Ropę dostarcza na Węgry rosyjski koncern Łukoil. Łukoil jest największym spośród dostawców ropy dla węgierskiego MOL-a. Surowiec płynie przez Ukrainę południową odnogą rurociągu Drużba (Przyjaźń). Tą drogą węgierski koncern otrzymuje dwie trzecie dostaw, które przerabia w rafineriach na Węgrzech i Słowacji. Zakręcenie kurka może oznaczać, że instalacje petrochemiczne mogą zacząć cierpieć na braki wsadu. Przypomnijmy, iż MOLGroup Chemicals (w skład którego wchodzą również zakłady petrochemiczne Slovnaftu) jest producentem szerokiej gamy LDPE, HDPE i PP oraz monomerów w postaci etylenu, propylenu i butadienu.
MOL tylko w styczniu 2024 r. zapłacił Łukoilowi za ropę 343 mln USD. A obecnie buduje rurociąg, którym transportowana będzie rosyjska ropa do Serbii.
Ta sytuacja, a także ostatnie wizyty Viktora Orbána, zwłaszcza spotkanie z Władimirem Putinem, bardzo zdenerwowały Ukraińców. Prezydent Wołodymyr Zełenski wręcz powiedział, że Węgrzy są współwinni rosyjskich zbrodni popełnianych na Ukraińcach. W słowach nie przebiera też jego otoczenie.

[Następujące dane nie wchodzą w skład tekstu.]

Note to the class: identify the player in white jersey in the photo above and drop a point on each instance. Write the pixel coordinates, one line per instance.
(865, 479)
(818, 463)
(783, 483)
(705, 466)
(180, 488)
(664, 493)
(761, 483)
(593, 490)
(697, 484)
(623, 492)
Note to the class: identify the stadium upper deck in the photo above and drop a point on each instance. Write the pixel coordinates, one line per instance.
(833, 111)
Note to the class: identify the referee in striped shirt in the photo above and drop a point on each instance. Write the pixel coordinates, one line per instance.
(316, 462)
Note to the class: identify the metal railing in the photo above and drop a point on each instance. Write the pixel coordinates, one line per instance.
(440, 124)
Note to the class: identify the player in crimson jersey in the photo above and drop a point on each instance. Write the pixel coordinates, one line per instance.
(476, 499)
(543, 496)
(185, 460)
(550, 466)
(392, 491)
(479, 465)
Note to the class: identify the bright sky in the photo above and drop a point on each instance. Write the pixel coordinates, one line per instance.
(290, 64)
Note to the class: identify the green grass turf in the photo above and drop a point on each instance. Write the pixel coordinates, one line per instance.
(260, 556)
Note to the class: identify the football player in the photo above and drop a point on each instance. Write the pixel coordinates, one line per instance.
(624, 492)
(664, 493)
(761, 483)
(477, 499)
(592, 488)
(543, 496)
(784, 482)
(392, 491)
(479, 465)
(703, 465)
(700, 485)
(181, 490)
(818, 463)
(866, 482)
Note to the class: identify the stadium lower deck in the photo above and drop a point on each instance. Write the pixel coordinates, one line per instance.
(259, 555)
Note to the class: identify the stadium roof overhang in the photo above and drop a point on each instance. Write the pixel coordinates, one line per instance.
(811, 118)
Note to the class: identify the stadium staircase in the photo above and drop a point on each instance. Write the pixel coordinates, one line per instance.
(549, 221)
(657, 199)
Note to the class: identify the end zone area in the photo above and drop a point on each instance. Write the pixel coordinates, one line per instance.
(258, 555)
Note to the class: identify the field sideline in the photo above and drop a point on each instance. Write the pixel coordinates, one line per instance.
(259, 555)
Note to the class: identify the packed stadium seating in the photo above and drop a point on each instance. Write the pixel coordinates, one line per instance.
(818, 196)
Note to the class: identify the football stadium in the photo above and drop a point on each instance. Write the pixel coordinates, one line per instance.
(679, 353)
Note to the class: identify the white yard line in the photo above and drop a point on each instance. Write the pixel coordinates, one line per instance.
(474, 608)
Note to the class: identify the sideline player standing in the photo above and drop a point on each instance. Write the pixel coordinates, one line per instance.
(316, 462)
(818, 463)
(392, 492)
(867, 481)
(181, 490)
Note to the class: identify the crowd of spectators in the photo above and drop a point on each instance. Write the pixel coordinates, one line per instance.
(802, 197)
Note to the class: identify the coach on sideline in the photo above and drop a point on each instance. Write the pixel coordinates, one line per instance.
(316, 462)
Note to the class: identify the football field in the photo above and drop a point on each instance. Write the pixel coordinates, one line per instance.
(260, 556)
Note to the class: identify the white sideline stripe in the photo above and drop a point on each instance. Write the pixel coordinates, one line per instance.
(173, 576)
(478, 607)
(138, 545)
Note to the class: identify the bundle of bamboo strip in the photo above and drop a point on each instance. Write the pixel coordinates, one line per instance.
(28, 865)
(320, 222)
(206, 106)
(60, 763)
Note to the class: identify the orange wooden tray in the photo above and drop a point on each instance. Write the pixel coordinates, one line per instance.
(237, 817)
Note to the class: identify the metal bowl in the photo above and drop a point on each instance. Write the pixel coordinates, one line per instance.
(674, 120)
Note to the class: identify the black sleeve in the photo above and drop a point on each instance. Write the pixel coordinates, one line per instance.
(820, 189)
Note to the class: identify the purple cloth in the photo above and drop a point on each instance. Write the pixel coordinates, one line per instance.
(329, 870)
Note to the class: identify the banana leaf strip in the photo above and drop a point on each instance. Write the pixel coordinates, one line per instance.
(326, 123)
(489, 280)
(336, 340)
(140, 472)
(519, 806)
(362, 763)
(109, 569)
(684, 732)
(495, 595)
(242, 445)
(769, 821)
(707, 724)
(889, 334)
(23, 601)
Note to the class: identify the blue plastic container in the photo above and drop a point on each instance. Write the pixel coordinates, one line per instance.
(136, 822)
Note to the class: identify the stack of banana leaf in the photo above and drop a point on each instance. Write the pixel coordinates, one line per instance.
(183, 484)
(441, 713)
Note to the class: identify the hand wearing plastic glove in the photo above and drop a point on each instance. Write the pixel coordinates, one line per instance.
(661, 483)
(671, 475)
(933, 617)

— Jeśli widzieliście wideo, na którym Rosjanin podcina gardło ukraińskiemu żołnierzowi, to Węgrzy właśnie zapłacili za ten nóż — mówił Oleg Ustenko, doradca ds. ekonomii ukraińskiego prezydenta, po tym, jak Węgrzy podpisali nową umowę z Rosjanami o zwiększeniu dostaw gazu.